Netdata ships with hundreds of pre-configured alert rules covering disk space, CPU, memory, and common application metrics. Alert configurations live in /etc/netdata/health.d/. To create a custom alert — for example, to warn when disk usage on /var exceeds 80%:

cat > /etc/netdata/health.d/disk_var.conf <<'EOF'
# Alert when /var filesystem usage exceeds 80%
 alarm: disk_space_var
    on: disk.space
    os: linux
lookup: average -30s percentage of used
  units: %
  every: 1m
   warn: $this > 80
   crit: $this > 90
  delay: down 15m multiplier 1.5 max 1h
   info: disk utilization for /var
     to: sysadmin
EOF

Review existing alert files for syntax examples:

ls /etc/netdata/health.d/
cat /etc/netdata/health.d/cpu.conf

Step 7: Configure Notifications to Slack and Email

Netdata sends alert notifications through /etc/netdata/health_alarm_notify.conf. This file contains configuration blocks for dozens of notification providers. Edit it to enable the ones you need:

# /etc/netdata/health_alarm_notify.conf (key sections)

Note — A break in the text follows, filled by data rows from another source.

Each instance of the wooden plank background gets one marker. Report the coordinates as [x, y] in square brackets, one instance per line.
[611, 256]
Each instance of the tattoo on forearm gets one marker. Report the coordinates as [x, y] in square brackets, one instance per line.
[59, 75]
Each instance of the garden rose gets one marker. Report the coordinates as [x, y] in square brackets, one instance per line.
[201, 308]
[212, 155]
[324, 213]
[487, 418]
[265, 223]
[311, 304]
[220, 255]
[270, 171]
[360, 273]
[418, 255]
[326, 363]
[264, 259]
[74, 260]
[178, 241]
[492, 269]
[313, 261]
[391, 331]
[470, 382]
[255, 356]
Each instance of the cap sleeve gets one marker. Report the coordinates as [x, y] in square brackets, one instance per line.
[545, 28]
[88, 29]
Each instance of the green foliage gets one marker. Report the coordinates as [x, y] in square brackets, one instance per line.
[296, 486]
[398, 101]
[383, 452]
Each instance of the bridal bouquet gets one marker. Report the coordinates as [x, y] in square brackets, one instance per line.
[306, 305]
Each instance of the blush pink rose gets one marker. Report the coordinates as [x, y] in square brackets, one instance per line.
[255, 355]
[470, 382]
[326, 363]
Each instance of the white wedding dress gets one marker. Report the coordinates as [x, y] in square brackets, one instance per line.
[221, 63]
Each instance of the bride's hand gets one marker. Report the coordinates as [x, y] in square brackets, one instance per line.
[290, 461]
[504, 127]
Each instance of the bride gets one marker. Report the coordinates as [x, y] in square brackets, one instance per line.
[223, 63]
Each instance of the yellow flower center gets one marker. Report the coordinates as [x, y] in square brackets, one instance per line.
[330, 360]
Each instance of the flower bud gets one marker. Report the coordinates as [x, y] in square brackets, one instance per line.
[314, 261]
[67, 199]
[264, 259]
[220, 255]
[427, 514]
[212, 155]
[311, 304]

# Email notifications (requires a working MTA such as Postfix)
SEND_EMAIL="YES"
DEFAULT_RECIPIENT_EMAIL="[email protected]"

# Slack notifications
SEND_SLACK="YES"
SLACK_WEBHOOK_URL="https://hooks.slack.com/services/T00000000/B00000000/XXXXXXXXXXXXXXXXXXXXXXXX"
DEFAULT_RECIPIENT_SLACK="#alerts"

Test the notification configuration:

su -s /bin/bash netdata
/usr/libexec/netdata/plugins.d/alarm-notify.sh test email
/usr/libexec/netdata/plugins.d/alarm-notify.sh test slack

Reload Netdata to apply all configuration changes:

systemctl restart netdata
# Or, to reload health configuration without a full restart:
kill -USR2 $(pidof netdata)

Conclusion

You have installed and configured Netdata on RHEL 7, giving you second-by-second visibility into your server’s CPU, memory, disk, network, and application metrics through an always-on embedded dashboard. The dbengine storage mode provides disk-backed history well beyond the default in-memory limit, while the built-in health engine and flexible notification system mean you will receive timely alerts before problems escalate. Whether you access the dashboard directly on port 19999, aggregate multiple nodes through Netdata Cloud, or embed the metrics into a broader observability platform, Netdata delivers an unusually fast path from bare OS to actionable monitoring insight.